O Judiciário tende a ser mais progressista em assuntos polêmicos. Como os políticos dependem do voto da maioria, geralmente são cautelosos ao expor suas opiniões, como ocorreu nas eleições de 2010 com o controverso tema do aborto. As mudanças na sociedade ocorrem e o Congresso deixa de dar respostas legais, o que provoca ressonância entre os magistrados.
Conservadorismo
Para o autor do livro A cabeça do brasileiro, Alberto Carlos Almeida, o Congresso representa o brasileiro médio, que tende a ser mais conservador. Já os integrantes do Judiciário vêm de camadas mais escolarizadas. Para ele, o Legislativo também é mais conservador do que o Executivo. "Isso ocorre em função do elemento cultural e da baixa escolarização", diz.

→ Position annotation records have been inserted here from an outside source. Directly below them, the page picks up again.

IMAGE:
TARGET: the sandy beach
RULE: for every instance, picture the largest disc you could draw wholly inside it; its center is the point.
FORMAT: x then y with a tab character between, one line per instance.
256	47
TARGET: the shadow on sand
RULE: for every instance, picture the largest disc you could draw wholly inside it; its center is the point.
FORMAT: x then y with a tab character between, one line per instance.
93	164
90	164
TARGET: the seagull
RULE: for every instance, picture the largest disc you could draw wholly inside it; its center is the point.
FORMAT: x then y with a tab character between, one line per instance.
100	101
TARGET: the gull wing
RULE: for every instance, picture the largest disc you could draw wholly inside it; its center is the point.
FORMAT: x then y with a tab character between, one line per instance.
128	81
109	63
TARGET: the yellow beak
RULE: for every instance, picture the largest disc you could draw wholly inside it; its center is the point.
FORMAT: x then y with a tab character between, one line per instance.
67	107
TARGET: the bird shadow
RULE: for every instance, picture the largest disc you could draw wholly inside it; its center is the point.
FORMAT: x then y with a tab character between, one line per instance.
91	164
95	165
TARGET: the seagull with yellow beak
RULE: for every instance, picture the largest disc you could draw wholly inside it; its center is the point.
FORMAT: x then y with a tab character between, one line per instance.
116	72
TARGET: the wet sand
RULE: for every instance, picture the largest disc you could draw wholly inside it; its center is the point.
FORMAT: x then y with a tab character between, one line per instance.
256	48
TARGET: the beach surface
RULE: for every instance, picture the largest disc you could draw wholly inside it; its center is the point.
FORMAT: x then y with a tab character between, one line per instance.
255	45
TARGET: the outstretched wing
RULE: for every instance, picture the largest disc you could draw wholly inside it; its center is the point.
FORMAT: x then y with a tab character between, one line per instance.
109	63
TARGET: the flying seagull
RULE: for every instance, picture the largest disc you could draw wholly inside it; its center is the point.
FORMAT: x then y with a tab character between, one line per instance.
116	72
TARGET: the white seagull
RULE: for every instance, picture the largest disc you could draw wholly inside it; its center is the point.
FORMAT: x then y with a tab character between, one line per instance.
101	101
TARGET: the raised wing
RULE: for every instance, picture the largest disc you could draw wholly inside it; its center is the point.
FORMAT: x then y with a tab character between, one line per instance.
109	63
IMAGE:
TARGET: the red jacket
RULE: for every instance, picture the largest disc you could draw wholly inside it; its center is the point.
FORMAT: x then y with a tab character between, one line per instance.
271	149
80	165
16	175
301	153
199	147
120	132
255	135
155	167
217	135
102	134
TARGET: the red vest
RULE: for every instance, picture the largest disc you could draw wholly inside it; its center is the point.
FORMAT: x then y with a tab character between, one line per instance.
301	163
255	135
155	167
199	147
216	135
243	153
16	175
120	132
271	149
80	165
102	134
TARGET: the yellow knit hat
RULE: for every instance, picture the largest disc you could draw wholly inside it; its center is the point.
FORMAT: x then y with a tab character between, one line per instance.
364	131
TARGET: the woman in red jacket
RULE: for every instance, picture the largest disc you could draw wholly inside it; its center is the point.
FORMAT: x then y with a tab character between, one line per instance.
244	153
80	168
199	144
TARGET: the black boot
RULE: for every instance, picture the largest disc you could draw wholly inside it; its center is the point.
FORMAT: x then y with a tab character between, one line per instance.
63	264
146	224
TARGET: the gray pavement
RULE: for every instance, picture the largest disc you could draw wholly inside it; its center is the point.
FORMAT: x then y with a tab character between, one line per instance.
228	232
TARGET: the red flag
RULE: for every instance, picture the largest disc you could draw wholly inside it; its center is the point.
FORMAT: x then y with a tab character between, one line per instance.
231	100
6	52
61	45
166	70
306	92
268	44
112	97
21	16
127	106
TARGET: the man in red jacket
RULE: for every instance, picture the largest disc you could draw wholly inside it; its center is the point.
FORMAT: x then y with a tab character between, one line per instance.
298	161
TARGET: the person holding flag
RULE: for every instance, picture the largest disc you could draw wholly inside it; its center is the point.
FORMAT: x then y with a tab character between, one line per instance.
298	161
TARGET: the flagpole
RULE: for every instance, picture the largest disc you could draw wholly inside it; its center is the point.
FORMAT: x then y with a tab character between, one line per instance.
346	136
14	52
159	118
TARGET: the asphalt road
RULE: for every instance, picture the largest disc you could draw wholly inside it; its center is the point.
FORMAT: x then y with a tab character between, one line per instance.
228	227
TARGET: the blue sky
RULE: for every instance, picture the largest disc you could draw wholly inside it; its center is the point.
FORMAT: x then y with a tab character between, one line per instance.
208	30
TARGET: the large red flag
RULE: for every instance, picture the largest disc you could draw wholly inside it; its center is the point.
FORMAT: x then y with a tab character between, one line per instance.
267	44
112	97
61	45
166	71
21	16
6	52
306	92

O diretor do curso de Teologia da Pontifícia Universidade Católica do Paraná, César Kuzma, afirma que a questão julgada pelo STF envolve o direito da pessoa humana e a liberdade constitucional. Ele argumenta que os ministros da corte não estão impondo que as igrejas passem a casar homossexuais, e sim garantiram direitos civis. "Cada igreja tem seus mandamentos e continuará resguardando-os. A meu ver, como teólogo cristão e católico, não há impacto para a religião. Continuaremos com nossos princípios e normas", diz.
Maria Berenice também acredita que não haverá grandes transformações. "A família não vai acabar. Não haverá mais uma parcela da população condenada à invisibilidade e exclusão de direitos."